Kembali kepada deep tunnel dan masalah banjir di
Jakarta, dalam tulisan saya di Kompasiana (3 Desember 2009: http://sosbud.kompasiana.com/2009/12/03/kenapa-jakarta-selalu-kebanjiran/) solusi yang saya tawarkan hanya dua. Yang pertama, pemeliharaan sarana pengendalian
banjir secara berkala, dan yang kedua adalah agar kita semua berfihak kepada
yang benar dan hak (silakan baca tulisan saya untuk lebih jelasnya). Sederhana bukan?
Saya jamin Jakarta bebas banjir apabila dua hal itu dilakukan, dan itu bisa
dilakukan, tapi saya tidak bisa menjamin bahwa kedua hal itu mau dilakukan.
Sebagai contoh untuk kasus yang pertama, di tempat saya tinggal kebetulan ada proyek
uji coba pembuatan kolam retensi (lihat selengkapnya dalam tulisan saya di
Kompasiana berikut ini, 19 Maret 2010: http://teknologi.kompasiana.com/internet/2010/03/19/menabung-air-mencegah-banjir-97849.html).

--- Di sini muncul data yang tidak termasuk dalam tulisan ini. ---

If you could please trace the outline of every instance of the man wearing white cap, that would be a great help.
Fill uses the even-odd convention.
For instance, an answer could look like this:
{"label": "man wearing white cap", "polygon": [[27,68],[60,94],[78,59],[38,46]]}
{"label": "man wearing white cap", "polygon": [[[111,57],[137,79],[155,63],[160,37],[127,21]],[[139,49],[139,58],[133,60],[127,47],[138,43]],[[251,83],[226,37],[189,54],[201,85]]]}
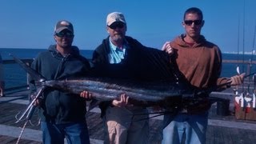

Karena sarana yang sudah dibangun tidak dipelihara dengan baik, maka pada waktu
banjir awal 2013 yang lalu, kompleks perumahan dimana saya tinggal kembali
kebanjiran, bahkan lebih parah dari tahun 2007 yang lalu, meskipun tidak
terlalu lama.
Atas
pertimbangan itulah, saya setuju dengan pembangunan deep tunnel, dengan beberapa catatan. Pertama, paradigma kita dalam
dalam fiosofi membangun kita ubah dulu. Kita tidak hanya membangun, tapi
memelihara apa yang sudah kita bangun. Kedua, kita membangun dengan
keberfihakan kita kepada yang benar dan hak. Saya percaya bahwa masalah
teknologi dapat diatasi. Saya juga yakin bahwa dana dalam jumlah besar bisa
disediakan. Tapi terus terang saya belum merasa yakin bahwa paradigma dalam
filosofi pembangunan kita bisa diubah dalam waktu singkat.
Deep tunnel, dibangun atau tidak, saya cuma berharap masih punya
sisa umur untuk menikmati Jakarta yang bebas banjir (dan bebas macet!).